Texte original extrait du site www.laquadrature.net.
27 lignes (911 mots)

CNIL.
COMMISSION NATIONALE INFORMATIQUE & LIBERTES

La présidente

LA QUADRATURE DU NET
115 RUE DE MENILMONTANT 75020
PARIS

LRAR n° 2C15196142809

Instruction du dossier :
N/Réf. : MLD/VEI/CLA232582
Saisine N°21022264
(à rappeler dans toute correspondance)

Paris, le 27 SEP. 2023

Madame, Monsieur,

Vous avez saisi la Commission Nationale de l’Informatique et des Libertés (CNIL) d’une plainte & l’encontre de la Commune d’Orléans relative à un dispositif automatisé de détection des bruits anormaux sur la voie publique installé sur son territoire, en vertu d’un partenariat conclu avec la société USS SENSIVIC.

Vous indiquez dans votre réclamation que le dispositif en cause permettrait une identification indirecte des personnes et un potentiel traitement de données sensibles au sens du Règlement général sur la protection des données (RGPD). Vous vous interrogez sur la réalisation d’une analyse d’impact rendue obligatoire compte tenu du risque élevé pour les droits et libertés des personnes concernées par le traitement en cause. Vous arguez de l’illégalité de la convention passée entre la commune d’Orléans et la société USS SENSIVIC, laquelle ne reposerait sur aucune base légale et autoriserait un traitement manifestement « excessif, non-adéquat et non-pertinent » et disproportionné.

Comme cela vous a été indiqué durant l’instruction de ce dossier, une procédure de contrôle a été menée à la suite de votre plainte.

Il ressort des vérifications effectuées, ainsi que des éléments recueillis par la CNIL que, par convention datée du 12 octobre 2021, la commune a autorisé la société USS SENSIVIC à expérimenter sur son territoire un dispositif ayant pour objet la détection des sons, et en particulier la détection automatisée de « bruits anormaux » (ondes de choc du type coups de feu, explosion, voiture bélier, bris de vitre, accident...). Ce dispositif a été déployé à compter du mois de novembre 2021.

Après analyse factuelle de l’installation et de l’exploitation du dispositif SENSIVIC, je considère que la commune et la société doivent être regardées comme responsables conjoints du traitement effectué décrit ci-dessous.

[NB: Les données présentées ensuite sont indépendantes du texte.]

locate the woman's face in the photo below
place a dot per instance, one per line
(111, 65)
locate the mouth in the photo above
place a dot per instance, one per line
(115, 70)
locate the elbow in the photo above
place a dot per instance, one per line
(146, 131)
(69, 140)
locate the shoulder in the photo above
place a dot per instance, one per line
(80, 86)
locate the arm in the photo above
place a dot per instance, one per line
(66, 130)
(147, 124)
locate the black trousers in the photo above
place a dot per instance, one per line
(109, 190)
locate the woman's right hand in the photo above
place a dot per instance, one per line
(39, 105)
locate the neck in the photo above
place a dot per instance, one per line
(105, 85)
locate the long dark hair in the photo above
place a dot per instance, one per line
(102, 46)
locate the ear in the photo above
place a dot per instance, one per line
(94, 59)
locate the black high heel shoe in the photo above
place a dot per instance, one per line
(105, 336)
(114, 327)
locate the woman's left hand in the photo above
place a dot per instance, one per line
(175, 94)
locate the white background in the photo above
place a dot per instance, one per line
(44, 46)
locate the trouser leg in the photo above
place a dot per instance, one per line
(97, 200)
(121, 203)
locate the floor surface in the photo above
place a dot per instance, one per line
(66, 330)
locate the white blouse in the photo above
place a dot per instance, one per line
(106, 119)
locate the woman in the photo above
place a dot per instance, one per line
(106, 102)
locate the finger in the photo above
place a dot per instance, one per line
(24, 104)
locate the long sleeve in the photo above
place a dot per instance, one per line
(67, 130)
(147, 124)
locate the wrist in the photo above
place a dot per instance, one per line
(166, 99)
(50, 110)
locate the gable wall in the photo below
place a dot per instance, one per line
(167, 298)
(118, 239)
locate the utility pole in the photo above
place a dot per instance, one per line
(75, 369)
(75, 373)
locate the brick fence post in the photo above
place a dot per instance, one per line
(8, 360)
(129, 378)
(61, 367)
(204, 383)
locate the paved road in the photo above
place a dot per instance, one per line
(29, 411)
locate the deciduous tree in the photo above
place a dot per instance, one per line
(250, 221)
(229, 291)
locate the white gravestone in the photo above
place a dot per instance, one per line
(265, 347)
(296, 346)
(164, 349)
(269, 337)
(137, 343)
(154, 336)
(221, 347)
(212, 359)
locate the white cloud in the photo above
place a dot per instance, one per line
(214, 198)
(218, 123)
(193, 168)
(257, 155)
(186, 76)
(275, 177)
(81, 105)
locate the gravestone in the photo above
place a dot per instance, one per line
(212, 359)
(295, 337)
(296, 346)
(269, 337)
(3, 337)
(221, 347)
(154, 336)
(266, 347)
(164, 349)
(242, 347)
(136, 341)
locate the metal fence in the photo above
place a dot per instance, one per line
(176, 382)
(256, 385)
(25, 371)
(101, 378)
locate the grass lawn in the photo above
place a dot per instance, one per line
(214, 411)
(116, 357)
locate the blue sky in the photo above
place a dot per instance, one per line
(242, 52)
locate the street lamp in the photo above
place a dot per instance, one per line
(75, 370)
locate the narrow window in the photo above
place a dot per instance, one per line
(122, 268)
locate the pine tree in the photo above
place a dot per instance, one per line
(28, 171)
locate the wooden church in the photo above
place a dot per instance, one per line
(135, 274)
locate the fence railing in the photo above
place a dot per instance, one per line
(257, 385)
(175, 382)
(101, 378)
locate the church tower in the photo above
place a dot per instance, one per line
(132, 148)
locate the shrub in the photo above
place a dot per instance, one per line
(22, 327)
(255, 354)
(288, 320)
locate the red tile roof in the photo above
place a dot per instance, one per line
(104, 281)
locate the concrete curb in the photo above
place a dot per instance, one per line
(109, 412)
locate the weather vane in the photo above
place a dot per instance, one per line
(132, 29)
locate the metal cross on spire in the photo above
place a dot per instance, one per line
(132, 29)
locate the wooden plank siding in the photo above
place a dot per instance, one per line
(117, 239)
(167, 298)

Il ressort des constats effectués que la convention passée entre la commune d’Orléans et la société SENSIVIC s’est matérialisée en 2 phases.

Durant la première phase, les détecteurs SENSIVIC ont été reliés au dispositif de vidéoprotection déjà mis en place au sein de la commune. Ceux-ci permettaient, une fois les sons captés, que ces derniers soient immédiatement découpés en de très courts échantillons puis, transformés de manière à les anonymiser. L’analyse automatisée de ces sons permettait le cas échéant de créer une alerte qui déclenchait un mouvement de la caméra de vidéoprotection associée au détecteur vers l’origine de la source du bruit. Il a été constaté que les sons n’étaient ni enregistrés ni retransmis (ni à la société, ni au centre de sécurité orléanais), et qu’aucune des données traitées n’avait une durée de vie supérieure à 64 millisecondes, temps nécessaire à l’anonymisation de l’échantitlon sonore.

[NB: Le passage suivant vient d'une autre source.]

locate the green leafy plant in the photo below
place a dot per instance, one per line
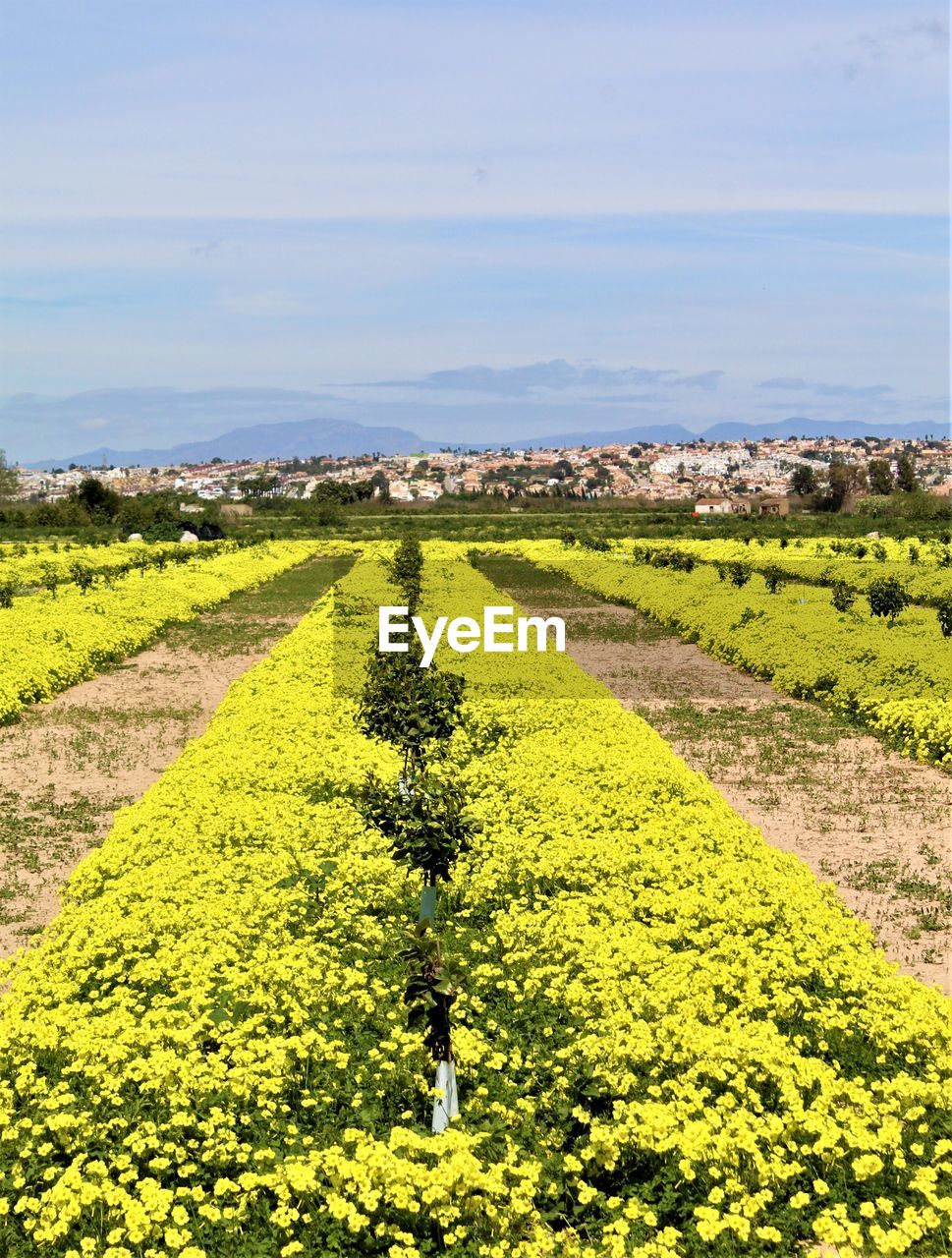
(50, 578)
(887, 598)
(424, 821)
(82, 575)
(407, 571)
(430, 991)
(843, 597)
(407, 705)
(773, 578)
(944, 615)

Pour autant, il doit être considéré que le couplage des données sonores et visuelles constitue un traitement de données à caractère personnel, en ce qu’il est susceptible de permettre la réidentification d’une personne physique.

Cette expérimentation a pris fin le 27 octobre 2022 et la commune d’Orléans a indiqué ne plus être destinataire d’aucune information provenant des détecteurs depuis cette date.

Durant une seconde phase, les détecteurs étant toujours en place, la société USS SENSIVIC a précisé continuer de les exploiter aux fins d’amélioration de son dispositif, sans que le couplage avec le dispositif de vidéoprotection ne perdure.

Il ressort des caractéristiques matérielles du dispositif développé par la société USS SENSIVIC, tel que paramétré au moment du contrôle pris isolément, que la société ne met pas en œuvre de traitement de données à caractère personnel.

L’ensemble des faits et éléments susmentionnés m’ont conduite, par deux décisions distinctes, à prononcer, à l’encontre des organismes visés par votre plainte, la Commune d’Orléans et la société USS SENSIVIC, une mesure de rappel de leurs obligations légales, en application des dispositions de l’article 58.2.b du RGPD et de l’article 20.I1 de la Loi n° 78-17 du 6 janvier 1978 relative à l’informatique, aux fichiers et aux libertés.

En effet, les dispositions applicables du code de la sécurité intérieure (CSI), dans leur version en vigueur au jour des contrôles, prévoient uniquement la possibilité d’installer des systèmes de vidéoprotection de les communes sans captation du son. L’installation et l’exploitation du dispositif durant la première phase, couplé à la vidéoprotection, étaient alors illicites.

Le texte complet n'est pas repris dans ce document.